Looking at an alleged “efficiency” statistic and why the advice is useless.
Regular readers know that one of my pet peeves is when self-proclaimed experts give bad advice. To be clear, I do not consider myself or our other contributors to be “experts” as I defined them here. We all strive to become experts, but there are very few. Some attain expert status by acclaim, but other foist it upon themselves.
Of course, it is the self-proclaimed expert that you need to be wary of in your daily travels in cyberspace. Some of them routinely give bad advice, or at least worthless advice. Much of it is under the guise of “statistics” or “analysis.”
Here is another example from a site that I have referred to previously. The podcaster “invented” a new stat that he called an efficiency stat. Is it a complicated metric of the kind you might find on BaseballHQ or Baseball Prospectus?? Not quite. It was a simple ratio stat; for runs it was AB/runs, for RBI it was AB/RBI etc.
Two problems here. The first is that he called it a ratio of runs per AB and RBI per AB. But that is wrong. What he is measuring is the converse; it is the number of at bats per counting stat. This is the type of error that no serious analyst or expert could make; it is on the order of simple arithmetic.
With regard to the “stat” itself, as he defined it, the stat can have value in analytical terms, or in leagues with at-bat caps. But even there he is way off. But the basis for the stat was that it was supposed to target guys that are “efficient” at accumulating the stat.
For that purpose the stat is not really that helpful. Why?? Because of playing time. It does you no good to use an at-bat/counting stat ratio to measure accumulation. The way to accumulate runs or RBIs is to get players that will have at bats AND will get those stats. This should be self-evident, and probably is to most of us.

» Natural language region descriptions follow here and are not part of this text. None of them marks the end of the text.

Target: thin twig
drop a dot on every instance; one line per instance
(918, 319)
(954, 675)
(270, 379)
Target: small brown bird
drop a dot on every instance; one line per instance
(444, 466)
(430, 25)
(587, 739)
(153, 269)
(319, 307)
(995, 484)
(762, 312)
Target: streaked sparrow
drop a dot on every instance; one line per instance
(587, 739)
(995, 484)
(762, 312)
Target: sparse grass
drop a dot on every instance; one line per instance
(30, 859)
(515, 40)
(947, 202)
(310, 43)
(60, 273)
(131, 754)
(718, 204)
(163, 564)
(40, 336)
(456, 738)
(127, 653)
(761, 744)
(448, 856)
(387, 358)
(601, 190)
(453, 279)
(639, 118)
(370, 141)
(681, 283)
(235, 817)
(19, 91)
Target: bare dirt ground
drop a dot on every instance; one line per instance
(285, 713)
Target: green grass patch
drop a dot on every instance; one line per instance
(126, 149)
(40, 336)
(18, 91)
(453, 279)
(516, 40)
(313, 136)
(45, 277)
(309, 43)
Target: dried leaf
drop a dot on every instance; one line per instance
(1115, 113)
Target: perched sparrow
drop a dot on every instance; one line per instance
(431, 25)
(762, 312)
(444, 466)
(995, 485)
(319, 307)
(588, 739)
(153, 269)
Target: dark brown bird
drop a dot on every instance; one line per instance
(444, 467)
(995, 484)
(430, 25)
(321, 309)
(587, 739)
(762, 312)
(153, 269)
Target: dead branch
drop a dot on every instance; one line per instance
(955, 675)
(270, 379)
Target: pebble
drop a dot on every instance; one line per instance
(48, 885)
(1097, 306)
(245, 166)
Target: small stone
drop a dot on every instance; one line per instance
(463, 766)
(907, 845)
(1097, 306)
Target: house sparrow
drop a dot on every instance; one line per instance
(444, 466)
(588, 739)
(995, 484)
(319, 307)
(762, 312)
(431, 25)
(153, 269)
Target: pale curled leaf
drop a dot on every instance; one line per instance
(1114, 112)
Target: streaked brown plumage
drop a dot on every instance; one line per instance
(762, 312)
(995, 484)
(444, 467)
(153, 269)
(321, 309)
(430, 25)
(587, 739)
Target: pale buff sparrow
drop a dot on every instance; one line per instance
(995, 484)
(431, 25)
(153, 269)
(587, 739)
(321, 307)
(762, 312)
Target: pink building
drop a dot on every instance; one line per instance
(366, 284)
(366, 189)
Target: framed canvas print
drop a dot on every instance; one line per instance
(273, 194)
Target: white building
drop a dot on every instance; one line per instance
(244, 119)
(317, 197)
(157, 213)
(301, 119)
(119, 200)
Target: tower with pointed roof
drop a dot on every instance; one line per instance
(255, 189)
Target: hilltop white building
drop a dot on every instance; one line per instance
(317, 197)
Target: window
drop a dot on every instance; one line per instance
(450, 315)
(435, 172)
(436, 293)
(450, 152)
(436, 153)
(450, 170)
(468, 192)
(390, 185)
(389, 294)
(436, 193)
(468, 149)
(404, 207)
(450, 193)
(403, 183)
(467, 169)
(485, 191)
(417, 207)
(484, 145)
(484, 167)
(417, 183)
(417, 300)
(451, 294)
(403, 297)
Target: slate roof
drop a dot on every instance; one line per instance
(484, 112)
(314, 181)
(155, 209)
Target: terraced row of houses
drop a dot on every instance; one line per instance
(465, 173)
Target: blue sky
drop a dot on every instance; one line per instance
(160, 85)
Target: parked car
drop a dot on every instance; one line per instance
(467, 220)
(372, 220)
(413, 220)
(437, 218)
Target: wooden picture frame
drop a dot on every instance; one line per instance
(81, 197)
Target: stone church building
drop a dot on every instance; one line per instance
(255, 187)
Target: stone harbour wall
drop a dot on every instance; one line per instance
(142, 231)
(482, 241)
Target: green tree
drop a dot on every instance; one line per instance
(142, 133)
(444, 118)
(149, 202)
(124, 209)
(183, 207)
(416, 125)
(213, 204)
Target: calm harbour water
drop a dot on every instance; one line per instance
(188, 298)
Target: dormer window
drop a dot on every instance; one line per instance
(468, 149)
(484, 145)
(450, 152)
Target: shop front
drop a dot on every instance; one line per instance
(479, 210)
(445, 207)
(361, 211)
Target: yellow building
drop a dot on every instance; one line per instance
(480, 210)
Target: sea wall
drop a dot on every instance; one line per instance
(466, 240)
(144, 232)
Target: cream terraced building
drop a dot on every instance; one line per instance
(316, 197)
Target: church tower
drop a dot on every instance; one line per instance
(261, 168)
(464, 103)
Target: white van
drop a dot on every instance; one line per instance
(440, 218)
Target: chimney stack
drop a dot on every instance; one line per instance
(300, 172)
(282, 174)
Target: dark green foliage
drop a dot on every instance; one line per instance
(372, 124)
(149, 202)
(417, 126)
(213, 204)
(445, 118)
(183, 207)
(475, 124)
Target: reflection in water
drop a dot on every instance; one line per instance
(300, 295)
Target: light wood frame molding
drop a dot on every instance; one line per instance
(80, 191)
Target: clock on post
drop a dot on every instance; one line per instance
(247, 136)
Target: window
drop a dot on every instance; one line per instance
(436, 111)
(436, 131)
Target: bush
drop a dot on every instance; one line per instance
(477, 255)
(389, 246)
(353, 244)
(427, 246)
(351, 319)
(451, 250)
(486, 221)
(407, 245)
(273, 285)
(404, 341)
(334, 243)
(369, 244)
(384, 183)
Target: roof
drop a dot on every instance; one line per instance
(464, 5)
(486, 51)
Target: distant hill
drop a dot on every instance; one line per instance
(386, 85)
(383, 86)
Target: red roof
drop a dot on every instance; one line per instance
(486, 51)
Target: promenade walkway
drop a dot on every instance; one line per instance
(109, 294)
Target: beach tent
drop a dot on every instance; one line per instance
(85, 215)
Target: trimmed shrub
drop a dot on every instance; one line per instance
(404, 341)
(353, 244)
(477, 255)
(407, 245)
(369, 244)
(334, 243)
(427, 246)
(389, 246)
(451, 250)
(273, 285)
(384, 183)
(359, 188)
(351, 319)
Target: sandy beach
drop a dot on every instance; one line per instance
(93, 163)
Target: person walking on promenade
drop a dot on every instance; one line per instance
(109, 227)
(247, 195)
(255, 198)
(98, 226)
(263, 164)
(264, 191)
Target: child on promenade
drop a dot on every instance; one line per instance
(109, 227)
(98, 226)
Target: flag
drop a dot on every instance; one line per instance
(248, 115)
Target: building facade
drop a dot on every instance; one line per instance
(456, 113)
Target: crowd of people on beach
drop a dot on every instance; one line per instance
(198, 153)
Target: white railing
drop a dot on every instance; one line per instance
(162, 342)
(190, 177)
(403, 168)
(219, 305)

What is worse is that this stat is used to give us sage advice like “try to acquire A-Rod or Gary Sheffield.” Thanks for the tip. To be fair though; he did point out that Carlos Pena was having a surprisingly good year and should be targeted over some other big name players. That advice is helpful. But you don’t need a contrived, incorrectly defined stat to figure it out.
The second problem is that ABs is not the most useful measurement here. The reason should be clear: it ignores walks. When I am trying to accumulate runs or stolen bases I don’t ignore walks. A SB or run scored on a walk is just as good as one scored on a hit. Since he was allegedly tailoring this advice to Yahoo leagues that had at-bat maximums, ignoring walks is even worse!! If you are trying to accumulate a stat while minimizing at-bats, walks are the perfect vehicle. A guy with a lot of walks will accumulate the stat on his walks without using up at-bats.
The use of At-Bats also changes the result. Lets take a quick example. Nick Swisher has 314 AB, 42 runs and 70 walks. By the “efficiency” stat Swisher has a ratio of 314/42, or 7.47. Including walks, his runs stay the same, but his numerator changes to AB+BB, this gives a ratio of 9.14. A lower number is better, according to the metric. So including walks apparently makes him LESS efficient(!)
In the case of a player with very few walks, the ratio will not change nearly as much, for obvious reasons. Taking Kenji Johjima for example: he has 291 AB, 32 runs and 11 BB. So his ratio using AB only is 291/32 or 9.09. Using BB in the numerator, we get 291+11/32 or 9.43.
Simply put, the definition used by the podcaster radically alters the results in the instance where a guy has a lot of walks. Yet if you want to measure someone’s efficiency at accumulating a counting stat why ignore, in the case of Swisher, those extra 70 plate appearances??
Nothing here is earth shattering, but on the other hand, it shows that even simple analysis is needed since self-proclaimed experts can get it wrong. Don’t take any analysis at face value. Try to become an expert yourself; then you can avoid being misled by non-expert advice.